Blogue

“Exprimez-vous”

Par Stéphanie Deslauriers.

Sur Facebook, avant d’écrire une publication, il est inscrit en gris : « Exprimez-vous ».

Lien de l'image : http://img.generation-nt.com/facebook_01C2000001630342.png

Lien de l’image : http://img.generation-nt.com/facebook_01C2000001630342.png

C’est ce que plusieurs font; ils s’expriment à propos d’une vidéo de chats, ils s’expriment en partageant leur joie de « tomber » en vacances, ils expriment leurs inquiétudes en lien avec une situation sociale, ils expriment leur reconnaissance envers des copains passés à la maison la veille.

Certains et certaines s’expriment à propos de sujets plus controversés : la religion, le sexe, les sexes, l’immigration, l’inclusion sociale/scolaire, la politique, etc.

Pourquoi ces sujets sont-ils plus controversés? Parce qu’ils ne font pas l’unanimité, parce qu’ils éveillent des sensibilités en nous, parce qu’ils touchent directement nos valeurs et croyances fondamentales en plus de titiller nos peurs viscérales.

La peur. Cette émotion universelle, normale, saine. Cette émotion qui permet depuis des milliers d’années la survie de l’espèce en nous poussant à fuir ou à combattre.

L’anxiété prend racines dans la peur. L’anxiété, c’est lorsque la peur prend toute la place, lorsqu’elle est causée par un danger imaginaire ou réel qu’on croit ne pouvoir affronter. On se sent impuissants, petits, en perte de contrôle, affolés.

Et sentir qu’on perd le contrôle dans un monde archi-organisé, c’est angoissant.
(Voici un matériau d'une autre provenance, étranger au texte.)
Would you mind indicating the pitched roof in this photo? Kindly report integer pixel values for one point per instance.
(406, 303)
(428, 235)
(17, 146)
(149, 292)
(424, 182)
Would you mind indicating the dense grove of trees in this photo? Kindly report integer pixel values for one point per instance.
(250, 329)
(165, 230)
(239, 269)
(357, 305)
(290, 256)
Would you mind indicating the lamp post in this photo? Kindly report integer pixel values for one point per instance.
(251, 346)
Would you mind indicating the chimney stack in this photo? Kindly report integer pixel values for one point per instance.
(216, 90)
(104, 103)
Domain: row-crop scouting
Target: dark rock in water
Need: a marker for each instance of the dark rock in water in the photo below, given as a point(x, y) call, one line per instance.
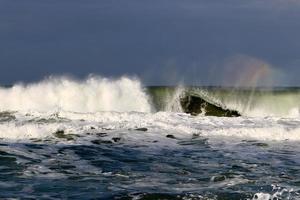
point(141, 129)
point(6, 116)
point(170, 136)
point(218, 178)
point(101, 134)
point(61, 134)
point(196, 105)
point(101, 142)
point(116, 139)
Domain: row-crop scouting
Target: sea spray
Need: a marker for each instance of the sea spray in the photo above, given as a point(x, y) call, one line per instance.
point(90, 95)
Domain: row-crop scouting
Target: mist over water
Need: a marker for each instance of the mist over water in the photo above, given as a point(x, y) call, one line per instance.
point(119, 139)
point(93, 94)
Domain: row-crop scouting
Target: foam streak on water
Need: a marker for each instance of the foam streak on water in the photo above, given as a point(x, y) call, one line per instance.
point(91, 95)
point(108, 143)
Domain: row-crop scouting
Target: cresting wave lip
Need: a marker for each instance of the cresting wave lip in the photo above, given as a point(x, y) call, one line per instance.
point(96, 94)
point(91, 95)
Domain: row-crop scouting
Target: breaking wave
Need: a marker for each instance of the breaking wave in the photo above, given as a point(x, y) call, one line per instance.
point(91, 95)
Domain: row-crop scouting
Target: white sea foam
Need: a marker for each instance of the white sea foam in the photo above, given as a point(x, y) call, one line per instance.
point(90, 95)
point(39, 125)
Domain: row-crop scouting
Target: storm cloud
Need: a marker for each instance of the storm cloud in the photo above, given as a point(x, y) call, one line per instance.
point(160, 41)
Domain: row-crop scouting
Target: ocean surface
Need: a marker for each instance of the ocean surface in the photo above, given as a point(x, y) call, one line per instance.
point(103, 138)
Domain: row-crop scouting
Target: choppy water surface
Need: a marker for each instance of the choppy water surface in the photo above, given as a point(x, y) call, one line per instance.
point(149, 156)
point(110, 139)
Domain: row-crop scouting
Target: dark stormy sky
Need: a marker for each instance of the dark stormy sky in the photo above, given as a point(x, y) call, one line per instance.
point(203, 42)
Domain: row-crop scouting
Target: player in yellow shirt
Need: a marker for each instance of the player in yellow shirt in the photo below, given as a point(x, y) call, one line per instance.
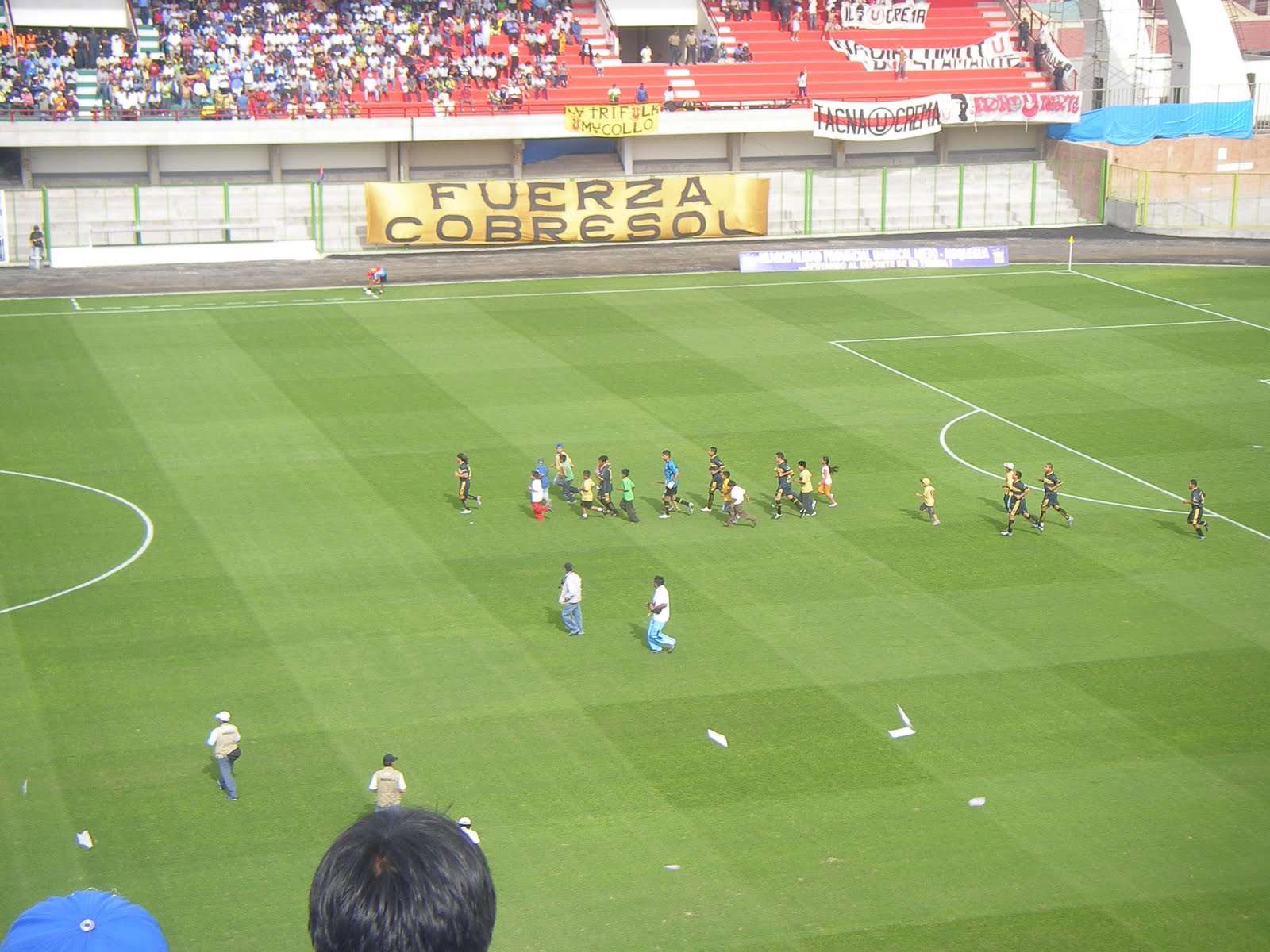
point(588, 495)
point(927, 497)
point(806, 489)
C’est donc dire que ça rajoute une couche à la peur initiale ressentie.

On peut avoir peur d’une multitude de choses : du noir, des Noirs, des araignées, des chiens, des humains, de la différence, de l’inconnu, des inconnus, des gais, de l’abandon, de la honte, du mépris, de la fin du monde, du monde pas fin, de l’avenir, du passé qui nous hante, des transgenres, de soi, etc.

La peur en soi n’est pas négative; c’est la façon qu’on a de l’exprimer et de la gérer qui peut l’être.

L’inconnu, l’incompréhension, ça fait peur. Mais que fait-on avec cette peur? On la garde pour soi? On l’alimente en s’alliant à des gens qui partagent les mêmes peur que nous? On la corumine avec eux? On la garroche en plein face de ceux qui nous la font ressentir? De ceux qui ne la ressentent pas dans une tentative désespérée de les contaminer avec la nôtre? On gueule sur ceux qui ne voient pas le danger là où nous on le voit, sans tenter de comprendre pourquoi eux n’ont pas peur? Sans tenter de cesser d’avoir peur en essayer de comprendre notre incompréhensible?

On a peur de ce qu’on ne connaît pas. De ce qu’on ne comprend pas. Mais il semble que peu tentent de comprendre, de voir plus loin que leur peur. Que beaucoup justifient leurs faits et gestes par la peur (oh! Sans la nommer ainsi, évidemment; c’est bien connu que « la peur, c’est pour les faibles ».) voire même excusent également les autres (qui ont les mêmes peurs qu’eux, évidemment).

La peur, ça mène à construire des murs, à isoler, à déclarer la guerre, à se boucher les oreilles et à se convaincre qu’on a raison. Ça rassure, avoir raison.

Et ceci, on l’observe à l’échelle mondiale mais à l’échelle personnelle, aussi.

Dernièrement, plusieurs copines et collègues ont annoncé cesser leurs activités de partage d’opinions car elles reçoivent trop de commentaires haineux, sur la place publique ou en privé. Parce qu’elles constatent que le débat n’arrive pas à se faire dans le respect de l’autre.

Oui, exprimons-nous, mais pas n’importe comment. Avec respect – de soi et de l’autre. En tentant de comprendre le point de vue de l’autre, en acceptant qu’on n’a pas la vérité absolue (non, notre vérité n’est pas forcément celle de l’autre. C’est ce qu’on appelle l’empathie).

Après tout, on est aussi des modèles pour nos jeunes à qui on somme de « bien se comporter » sur les réseaux sociaux et « dans la vraie vie » sans qu’en tant qu’adultes, on y arrive.